Unrealistic Fear is the root of all bad or broken behavior. Broken Fear is the catalyst for all poor decisions, hurt actions and self destruction. Fear is a thief. It robs every human of dream realization, peace, and joy. However, healthy fear guides us. When it is right sized it has the power to move us into action and develop wisdom. Without healthy fear we would pet rattle snakes, dodge traffic or risk everything for foolish reward. So it isn’t fear itself that is the culprit, but rather our perspectives of the moment that affects our decisions positively or negatively.


To live without fear is to be completely desensitized to the reality of this existence. We must experience stress and concern at the correct moments with clear perspective to stay out of danger’s way and ultimately keep on the path towards joy. Without strife we wouldn’t have a clue of the value of peace or joy or harmony. In other words, every bad meal makes ice cream that much more delightful and if fire didn’t alarm us we would stay and burn in its glow.


The true objective is to fear less. But, not to expect to be free of concern if we expect to fare well in this life journey. Struggle is the touchstone to growth. When we are not struggling we are not growing. But there must be rest, appreciation and joy or we burn ourselves out. So fear less, not fear no more.


So how do we know the difference between healthy fear and broken fear? To get that answer we must first understand how fear works. Fear is a reaction. It is not something that we do, but rather something that we experience.


Fear: an unpleasant emotion caused by the belief that someone or something is dangerous, likely to cause pain, or a threat.

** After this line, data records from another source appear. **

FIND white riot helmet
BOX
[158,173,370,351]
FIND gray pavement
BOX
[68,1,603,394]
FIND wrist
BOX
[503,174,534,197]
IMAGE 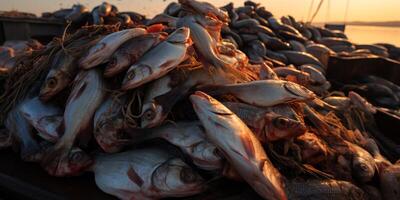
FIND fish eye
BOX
[180,167,197,183]
[144,109,156,120]
[47,78,57,88]
[70,152,84,163]
[128,70,135,79]
[274,117,288,128]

We don’t DO fear. We experience it. It is not the result of circumstances. It is the result of our perspective of the outcome of circumstances and ultimately the meaning of that outcome. So imagine that you are afraid of heights. You aren’t actually afraid of being up high, but rather it is your perspective of the potential result of being high and what that means that is causing the panic. If you fall you could get hurt or killed. You are afraid of being hurt or killed. Your mind has decided that this is an absolute possibility and now every time you are up high you begin to feel the affect. Adrenaline fills your muscles putting your body into posture to fight or flee. Your heart begins to race. Your breathing escalates increasing the oxygen intake to further prepare your body and your mind is making decisions about your situation. This is fear. The greater the amount, then the greater the physical, mental and emotional reaction. You have no choice. You are not doing this. It is happening to you. There is nothing you can do to simply NOT be afraid. You can’t say “STOP” to your respiratory system, or chemical flow. You can't simply inform your mind that it is being silly and halt the process of fear.

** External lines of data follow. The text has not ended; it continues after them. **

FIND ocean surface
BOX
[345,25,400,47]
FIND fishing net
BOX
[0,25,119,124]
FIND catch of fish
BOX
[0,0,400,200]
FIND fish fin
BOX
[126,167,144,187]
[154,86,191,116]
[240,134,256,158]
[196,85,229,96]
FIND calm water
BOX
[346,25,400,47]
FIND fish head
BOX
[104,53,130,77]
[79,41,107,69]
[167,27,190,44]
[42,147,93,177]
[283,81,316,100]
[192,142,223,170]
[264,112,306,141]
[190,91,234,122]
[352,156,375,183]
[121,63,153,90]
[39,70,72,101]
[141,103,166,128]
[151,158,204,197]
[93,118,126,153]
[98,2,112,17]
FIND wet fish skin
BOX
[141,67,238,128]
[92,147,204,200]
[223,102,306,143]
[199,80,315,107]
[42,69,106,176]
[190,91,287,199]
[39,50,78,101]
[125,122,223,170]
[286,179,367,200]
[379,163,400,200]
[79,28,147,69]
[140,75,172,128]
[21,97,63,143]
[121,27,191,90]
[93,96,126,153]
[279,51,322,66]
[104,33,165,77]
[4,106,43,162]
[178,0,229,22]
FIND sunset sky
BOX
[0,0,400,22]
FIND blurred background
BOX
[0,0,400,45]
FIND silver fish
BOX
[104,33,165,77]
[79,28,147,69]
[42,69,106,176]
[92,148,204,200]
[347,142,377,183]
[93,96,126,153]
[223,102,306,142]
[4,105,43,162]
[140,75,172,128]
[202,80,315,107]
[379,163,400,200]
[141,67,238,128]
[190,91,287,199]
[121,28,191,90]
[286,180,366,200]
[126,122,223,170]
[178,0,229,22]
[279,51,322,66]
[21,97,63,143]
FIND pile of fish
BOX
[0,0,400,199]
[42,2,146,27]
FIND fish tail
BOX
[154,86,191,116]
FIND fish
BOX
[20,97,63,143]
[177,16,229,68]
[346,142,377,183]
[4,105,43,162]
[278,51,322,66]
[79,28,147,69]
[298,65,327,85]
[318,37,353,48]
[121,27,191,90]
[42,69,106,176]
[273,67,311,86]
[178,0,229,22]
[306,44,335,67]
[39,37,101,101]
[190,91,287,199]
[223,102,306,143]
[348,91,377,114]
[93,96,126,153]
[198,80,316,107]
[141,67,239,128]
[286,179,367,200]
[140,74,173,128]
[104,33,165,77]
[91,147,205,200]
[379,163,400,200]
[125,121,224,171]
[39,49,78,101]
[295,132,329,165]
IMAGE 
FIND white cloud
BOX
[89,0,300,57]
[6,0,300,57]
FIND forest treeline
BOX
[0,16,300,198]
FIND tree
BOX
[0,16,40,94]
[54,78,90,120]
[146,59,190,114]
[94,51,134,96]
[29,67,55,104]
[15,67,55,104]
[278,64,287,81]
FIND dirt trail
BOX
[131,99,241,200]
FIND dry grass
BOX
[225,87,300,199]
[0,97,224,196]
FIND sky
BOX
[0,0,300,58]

It is your perspective of the experience and the meaning of that perspective that is the culprit. If you wish to drill it down more deeply, then it is the instinct threatened by the meaning of that perspective that is actually threatened and not even you as a whole. If I have a low or hyper active self esteem instinct and someone tells me that I am ugly then I am at risk of having an emotional reaction. The reaction, if negative is fueled by fear. Regardless if I get angry, sad or frustrated. Those are simply branches of fear in disguise. They are defective character assets used in fight or flight which are the resulting action items of fear. I am programmed down to my DNA (as far back as ancient man) to either fight or flee from my danger and therefor any aspect of these activities that is demonstrated is a result of fear fueled instinct.

Anger: yell, argue, hit, hurt, manipulate, condemn, judge, abuse, lecture, talk over you, vengeance, jealousy (Fight in motion)

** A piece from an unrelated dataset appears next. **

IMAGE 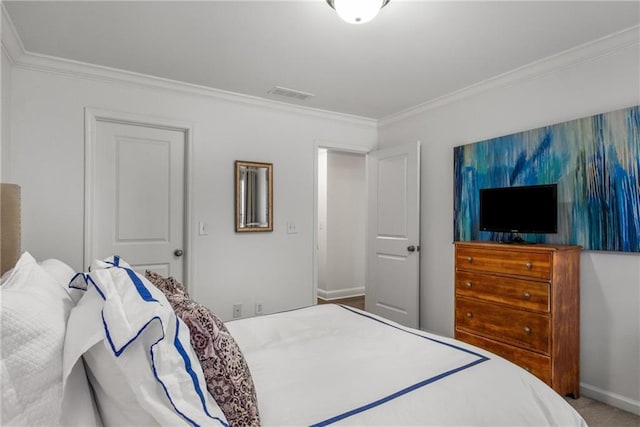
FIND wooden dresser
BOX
[455,242,581,398]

Sadness: run away, close down, cry, hide my feelings, lie, surrender, passively avoid, dodge the issue (Flight in motion)


The level of intensity or frequency that these and other defects are utilized in one’s life is an indication of how often and how intense their internal fear is. You can start to imagine how valuable alcohol must be to an alcoholic. They are ripe with fear. Constant fear. Their behavior is so destructive that it manifests more and more reasons to be afraid. Alcohol and drugs numb the pain sensors of emotional panic and leave a human with a synthetic feeling of joy and the absence of fear. However, the craving for more and more substance grows (at varied rates) and the human being is catapulted into a downward spiral that leaves them deeper into an abyss. A cauldron of fear that no amount of substance could actually quell. The real issues are never actually mended and the person is left hollow, addicted, ripe with panic and broken life ingredients.


The reason for fear can NOT be simply discarded chemically. The danger is still present and the person has no ability to cope with any life issue. They numbed themselves out so frequently that even healthy fear was abolished in an unhealthy manner and they stop emotionally growing. They are left adult children without the ability to handle life on life’s terms.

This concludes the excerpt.